Quando se fala em países intervencionados pelo FMI, é inevitável que se fale do caso argentino. Recentemente, a nacionalização parcial da Repsol trouxe-o, de novo, para as primeiras páginas dos jornais. Vale a pena ler Em Le Monde Diplomatique (ed. Portuguesa) deste mês, este texto de Serge Halimi.
A nova situação
A mudança é agora… Encorajado
pela sua vitória eleitoral, o chefe do Estado impõe a sua vontade ao governador
do Banco Central, institui um controlo dos câmbios e anuncia que vai
nacionalizar um sector-chave da economia vendido ao desbarato ao sector privado
treze anos antes. Dois membros do governo, nomeados por decreto para dirigirem
a grande empresa que voltou a ser pública, expulsam de imediato os ex-patrões.
A Comissão Europeia, mas também o Wall Street Journal e o Financial
Times («um acto mesquinho de pirataria económica»), dão largas à sua
fúria. O semanário The Economist chega mesmo a recomendar que o país
«pirata» seja excluído do G20 e que os seus cidadãos (que votaram mal) deixem
de poder deslocar-se ao estrangeiro sem um visto.
O Estado em causa não se
situa no Velho Continente.
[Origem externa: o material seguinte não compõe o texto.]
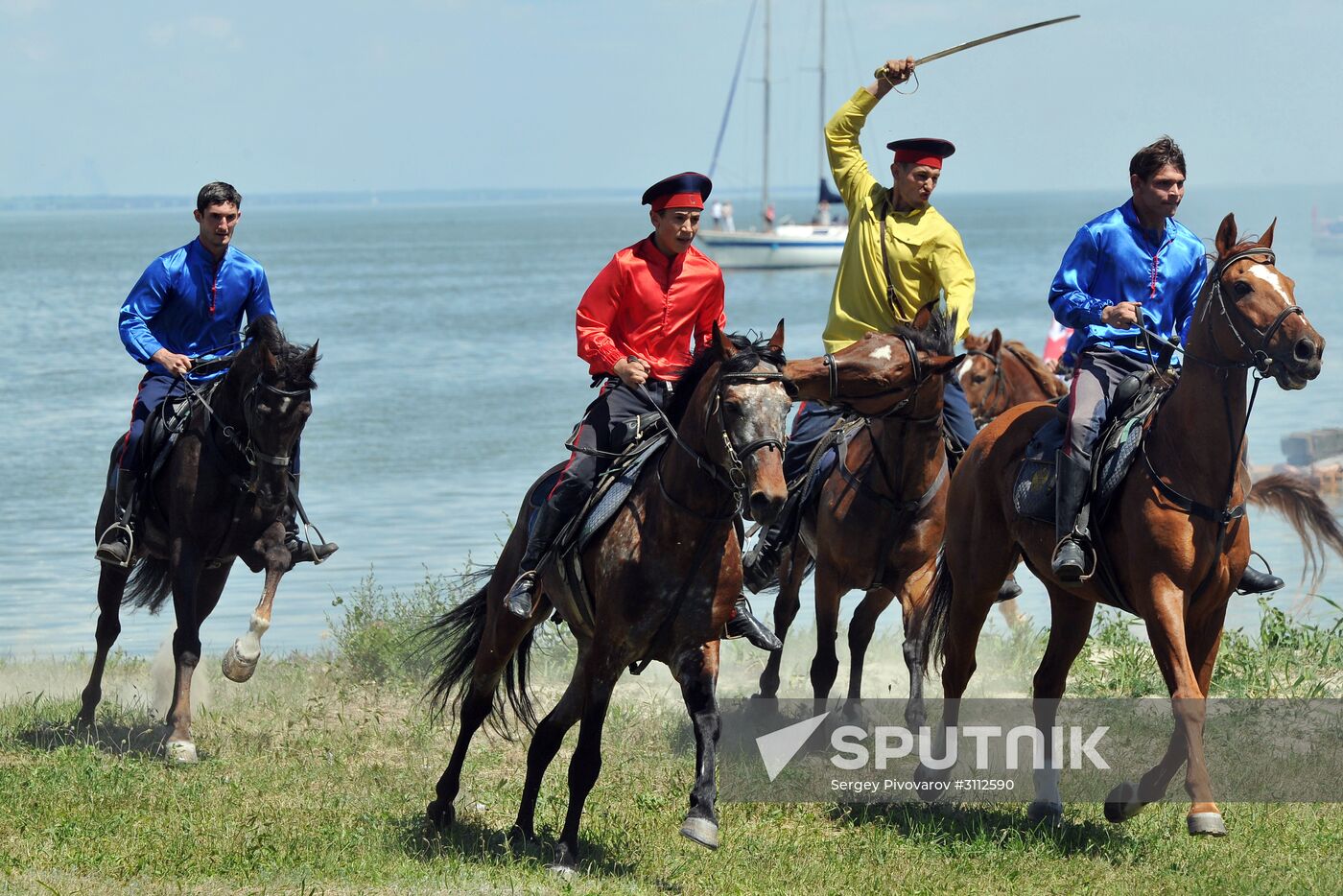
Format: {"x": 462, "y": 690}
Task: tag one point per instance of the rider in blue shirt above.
{"x": 188, "y": 306}
{"x": 1132, "y": 265}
É a Argentina. «Somos o único país da América
Latina, e direi mesmo do mundo, que não controla os seus recursos naturais»,
justificou-se a presidente Cristina Kirchner, a 16 de Abril passado, na altura
em que nacionalizou a maior parte dos haveres da multinacional espanhola
Repsol, até então accionista maioritária da companhia petrolífera argentina
YPF. A propriedade pública dos recursos estratégicos é menos universal do que
Cristina Kirchner sugere – a Total, a BP, a Exxon, etc. são empresas privadas
–, mas remete para outras lutas: a nacionalização da Anglo-Iranian Oil Company
por Mohammad Mossadegh no Irão em 1951, a do Canal de Suez por Gamal Abdel
Nasser no Egipto em 1956, a dos activos argelinos da Elf e da Total por Houari
Boumediene em 1971, o sequestro da empresa Iukos por Vladimir Putin na Rússia a
partir de 2003. Sem esquecer, na mesma altura, na Venezuela, o controlo da
Petróleos de Venezuela (PDVSA) por Hugo Chávez.
O governo de Buenos Aires
censura os antigos proprietários da YPF por terem distribuído aos accionistas
90% dos lucros obtidos pela empresa. Por falta de investimentos, a produção
nacional de petróleo baixou 20% desde 2004 e as importações energéticas
aumentaram vinte vezes. Situação tanto mais deplorável quanto a Argentina,
instruída por uma experiência dolorosa, já não quer depender de credores
estrangeiros (e ainda menos do Fundo Monetário Internacional) para equilibrar
as suas contas.
A audácia do governo
argentino, bem acolhida pelo seu povo, está a valer-lhe pedidos de indemnização
extravagantes, ameaças de boicote comercial e as mais sombrias profecias. Mas Buenos Aires lembra-se dos profetas de
mau agouro. Em 2001, quando a Argentina, exangue, deixou de pagar a sua dívida
e a seguir desvalorizou a sua moeda, predisseram-lhe uma crise da balança de
pagamentos e a falência económica (1). Desde então, as suas contas externas
passaram a ser excedentárias, a sua produção aumentou 90%, o desemprego e a
pobreza diminuíram (2). Em vez de se solidarizar com os accionistas da
multinacional espanhola, a Europa teria vantagem em inspirar-se no voluntarismo
político argentino. (Realce meu)
NOTAS
(1) Ler Maurice Lemoine,
«Face aos credores, atrevimento argentino e timidez grega», Le Monde
diplomatique – edição portuguesa, Abril de 2012.
(2) Ler Mark Weisbrot,
«Argentina’s Critics are Wrong Again about Renationalizing Oil», The
Guardian, Londres, 18 de Abril de 2012.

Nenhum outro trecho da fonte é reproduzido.